You can use aggregate() function for multiple column of data frame in R.The aggregate() function is basically used calculate statistical summary of multiple columns of data frame based on group.
The following method shows how you can do it with syntax.
Method: Use aggregate() Function
aggregate(column1 ~ column2, data = data frame, FUN = mean)
column1: Column used for applying aggregate() function.
column2: Column used for applying group_by function.
The following examples show how to use aggregate() function in R.
Summarize One Column & Group By One Column
Let’s first create data frame in R:
# Create data frame
df <- data.frame(Machine_name=c("A","B","C","D","E","F","G","H","A","B","A","C","D","B","E","H"),
Pressure=c(12.39,11.25,12.15,13.48,13.78,11.12,12.21,12.58,9.6,8.85,7.89,9.63,12.36,11.45,9.47,8.12),
Status=c("OK","Suspect","OK","OK","Suspect","Suspect","Suspect","OK","OK","OK","OK","OK","Suspect","Suspect","Suspect","OK"))
# Print data frame
print(df)
Output:
Machine_name Pressure Status
1 A 12.39 OK
2 B 11.25 Suspect
3 C 12.15 OK
4 D 13.48 OK
5 E 13.78 Suspect
6 F 11.12 Suspect
7 G 12.21 Suspect
8 H 12.58 OK
9 A 9.60 OK
10 B 8.85 OK
11 A 7.89 OK
12 C 9.63 OK
13 D 12.36 Suspect
14 B 11.45 Suspect
15 E 9.47 Suspect
16 H 8.12 OK
The output shows data frame which having string and numeric type data.
Now let’s apply aggregate() function to calculate mean of Pressure column which group by Status column.
# Apply aggregate function
a <- aggregate(Pressure ~ Status, data = df, FUN = mean)
# Print output
print(a)
Output:
Status Pressure
1 OK 10.52111
2 Suspect 11.66286
Here the output shows mean value of Pressure column which group according Status column.
Summarize One Column & Group By Multiple Columns
You can apply aggregate() function to single column which group by multiple columns.
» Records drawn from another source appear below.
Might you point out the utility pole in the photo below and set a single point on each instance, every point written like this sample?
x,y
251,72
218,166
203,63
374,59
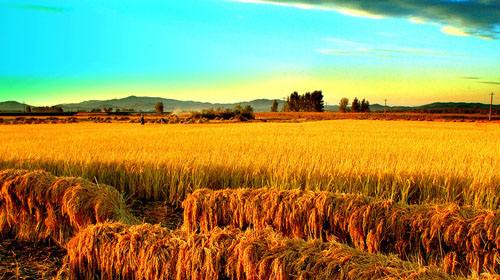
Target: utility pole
x,y
491,105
Let’s see example of this :
# Create data frame
df <- data.frame(Machine_name=c("A","B","C","D","E","F","G","H","A","B","A","C","D","B","E","H"),
Pressure=c(12.39,11.25,12.15,13.48,13.78,11.12,12.21,12.58,9.6,8.85,7.89,9.63,12.36,11.45,9.47,8.12),
Status=c("OK","Suspect","OK","OK","Suspect","Suspect","Suspect","OK","OK","OK","OK","OK","Suspect","Suspect","Suspect","OK"))
# Apply aggregate function
a <- aggregate(Pressure ~ Status + Machine_name, data = df, FUN = mean)
# Print output
print(a)
Output:
Status Machine_name Pressure
1 OK A 9.960
2 OK B 8.850
3 Suspect B 11.350
4 OK C 10.890
5 OK D 13.480
6 Suspect D 12.360
7 Suspect E 11.625
8 Suspect F 11.120
9 Suspect G 12.210
10 OK H 10.350
The output shows mean value of Pressure column based on Status and Machine_name column of data frame.
Note you can summarize those variables which having numeric values and apply group by function on categorical data variables.